Тут он поймал заинтересованный взгляд человека с жестянкой и тоже умолк.

— И вы, Люксембург, жертвуйте, — сказал тот. — А то на новое покушение денег не будет. Ну так что, Посудкин?

— Да я же летом тебе, Гурин, два франка сдавал! — занервничал Посудкин и беспомощно оглянулся на свою даму. — Вот и Фанни подтвердит. И в пруду ковырялся больше всех.

— Он и в самом деле сдавал, Артемий Иванович, — умоляюще сложила руки Фанни Березовская, миловидная еврейка с ярко-рыжими волосами. — Помните, мы все тогда сдавали на йодную настойку. Вы еще говорили, что лягушкам йода не хватает в организме, и поэтому у них глаза выпучены.

— Я имею желание жертвовать три франка, — объявил высокий белобрысый немец со шрамами от студенческих дуэлей, известный в Женеве под фамилией Шульц.

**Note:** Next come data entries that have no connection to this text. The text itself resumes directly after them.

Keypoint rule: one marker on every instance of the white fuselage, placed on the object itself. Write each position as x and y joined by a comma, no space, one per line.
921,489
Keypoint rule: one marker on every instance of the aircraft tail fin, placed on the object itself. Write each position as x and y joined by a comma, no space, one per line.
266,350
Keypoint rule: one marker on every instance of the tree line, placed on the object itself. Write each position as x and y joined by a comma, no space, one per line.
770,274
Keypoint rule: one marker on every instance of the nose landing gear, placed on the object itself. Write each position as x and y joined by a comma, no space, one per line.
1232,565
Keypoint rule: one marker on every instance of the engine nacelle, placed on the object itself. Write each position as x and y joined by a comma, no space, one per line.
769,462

Он приехал сюда месяц назад из Цюриха, где, по его уверениям, проходил курс наук в Политехническом институте и где проникся сочувствием к идеям террористической борьбы. — Чтобы иметь деньги на террористическая борьба, должен сначала составить капитал, ибо кто хочет иметь доход, сперва имеет расход и хлопот.

— А чего это вы, Шульц, ему три франка просто так даете, а мне, когда я вчера попросил хотя бы франк, что ответили? — обидчиво крикнул из-за дальнего столика Юха Куолупайкинен, еще один представитель террористической франкции «Народной Воли», хотя и не столь известный, как Люксембург.

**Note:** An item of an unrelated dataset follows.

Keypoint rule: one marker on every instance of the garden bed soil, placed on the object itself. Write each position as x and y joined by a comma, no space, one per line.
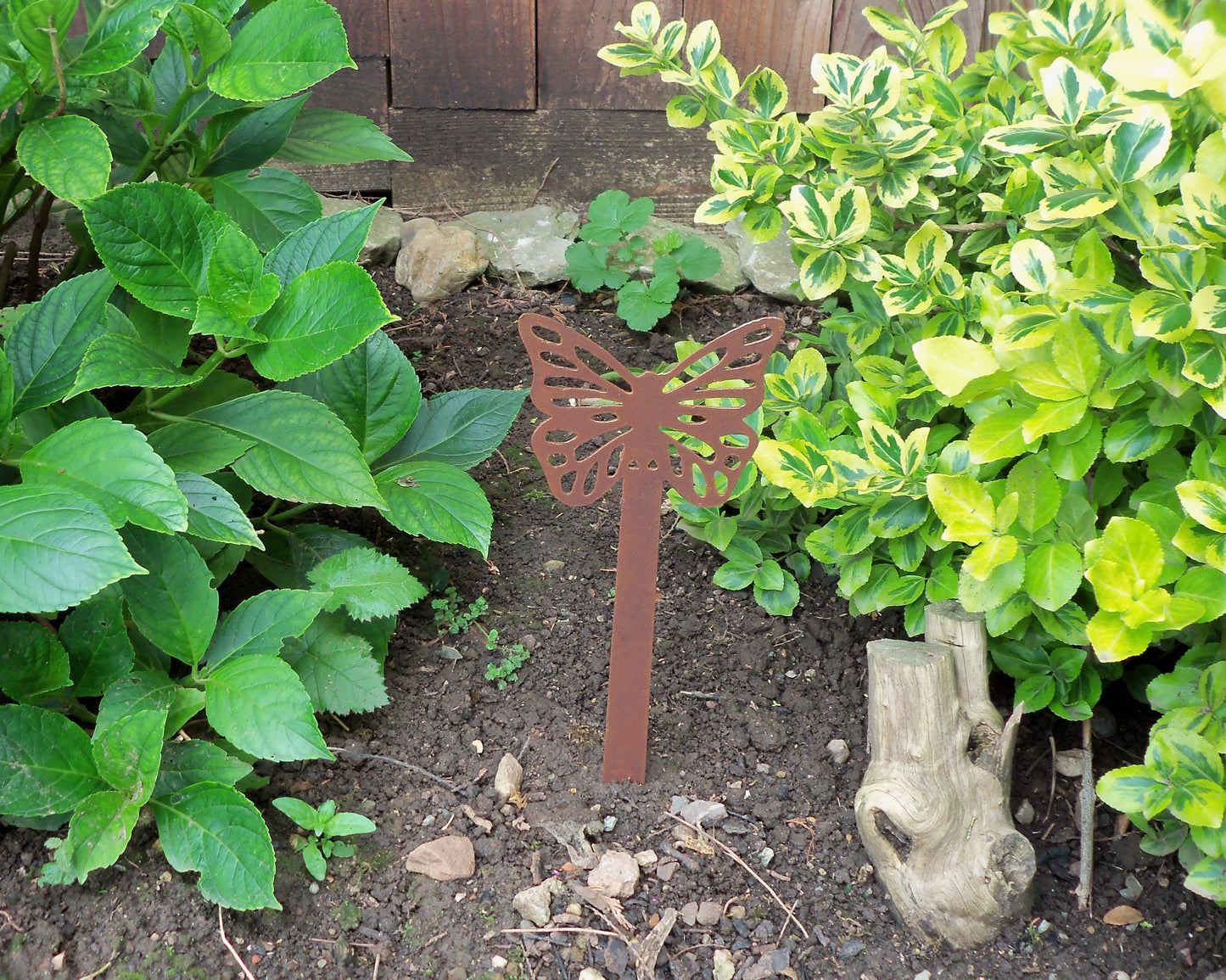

— Что надо работать. Хотя бы на общее дело. Я предложил вам, Юха, совершить покушение на гросфюрст Николай в Париже, на что я вам выделю средства, собранные наш камрад в Цюрих для этой цели. Вы сказаль, что вы подвернуль ногу и не можете бросать бомб. Так что жертвуйте ваш камрад Артемий, и вам будет доход.

— Немец дело говорит, — подхватил Артемий Иванович. — Как говорил Прудон, для лягушек главное — чистая вода. А будут лягушки здоровы — будем и мы с прибылями.

Полгода назад, весною, в этой самой задней комнате на очередной субботней народовольческой попойке, вскоре после прихода из России больших пожертвований на печать народовольческой литературы, один из русских эмигрантов, носивший кличку «Казак» и заведовавший народовольческой типографией, смеху ради предложил товарищам вложить полученные деньги на полгода в какое-нибудь дело, чтобы потом, не трогая капитала, печатать литературу на одни дивиденды и из тех же средств учредить кассу взаимопомощи. Никто сейчас уже не помнил, откуда взялся план разводить лягушек. Но именно Казак порекомендовал Артемия Гурина в качестве крупного специалиста по их разведению, упирая на то, что это будет не просто безличный счет в банке, а настоящее живое дело, которое послужит заодно сплочению товарищей совместным физическим трудом по очистке лягушачьих водоемов от водорослей. Сам Гурин, никакого понятия прежде не имевший о разведении земноводных, поддержал тогда общий энтузиазм и постарался представить дело в наиболее выгодном свете.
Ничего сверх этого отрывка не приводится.